Area under a ROC Curve after a logistic regression

I am trying to compute ROCAnalysis.jl package to compute the AUC value after a logistic regression. When I ran

auc(roc(dep, pred)),

where dep is the vector with original binary dependent variable and pred the predicted values from the logistic regression.

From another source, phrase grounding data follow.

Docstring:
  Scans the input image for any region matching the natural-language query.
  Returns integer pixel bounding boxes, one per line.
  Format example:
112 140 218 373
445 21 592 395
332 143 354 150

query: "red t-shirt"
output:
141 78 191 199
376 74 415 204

I get a value very different from the AUC value I get from Stata. I am wondering whether there is a good documentation on how to use these functions.

2 Likes

The function seems to expect certain kind of scores for targets and non-targets, not truths and predictions. You can find other implementations in different packages. (General caution for beginners such as myself: it’s crucial to pay attention to how mature the packages are, and the more rough and abandoned it looks, the more you need to understand the source code to trust it.)

1 Like

I’ve just had a nice needless romp through the finer details of ML implementations in Lux.jl because of my misunderstanding of ROCAnalysis.jl… Turns out I should read about things before using them.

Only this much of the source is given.